As soon as she laid eyes on the curly-furred mop of a dog — bizarrely wearing one of their USSA-specific blue-and-silver uniforms — Kipper could tell that Amelia was not a dog who had any patience for waiting.

The gray tabby cat captain closed the laptop computer that she and Trugger had been working on — writing emails, searching directories for officials who could help them, and downloading form after form that didn’t quite fit their situation.  Nothing fit their situation.  She put the laptop aside and got up from the bottom bunk bed she’d been sitting on.  “Can I help you?” she asked the dog.

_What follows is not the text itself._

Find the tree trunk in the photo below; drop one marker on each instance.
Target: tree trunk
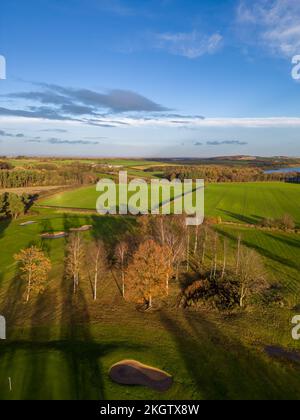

“Commander Amelia von Cupsworth, reporting for duty,” the dog said.  She snapped a smart salute with her paw at her brow.

Kipper saluted back, feeling silly.  Sure, officers had saluted each other all the time when she’d been aboard The Jolly Barracuda, but everything about that ship had been silly.  And at some level, all the otters involved — Captain Cod included — had seemed to know it.

This dog didn’t look like she’d recognize silliness if she were looking at dictionary definition examples of it.

“It’s nice to meet you, Amelia,” Kipper said, pointedly using the dog’s first name.  If she was a commander, she could hardly object to the ship’s captain and director of an entire program calling her by her first name.  Although, it probably rankled her.  Let it.  “But we already have a commander on The Lucky Boomerang.”  She smiled, making sure the expression reached all the way into her whiskers, and then she gestured to the river otter with green stripes dyed into his fur, still sitting on the bunk bed built into the barracks wall.  “Let me introduce Commander Trugger.”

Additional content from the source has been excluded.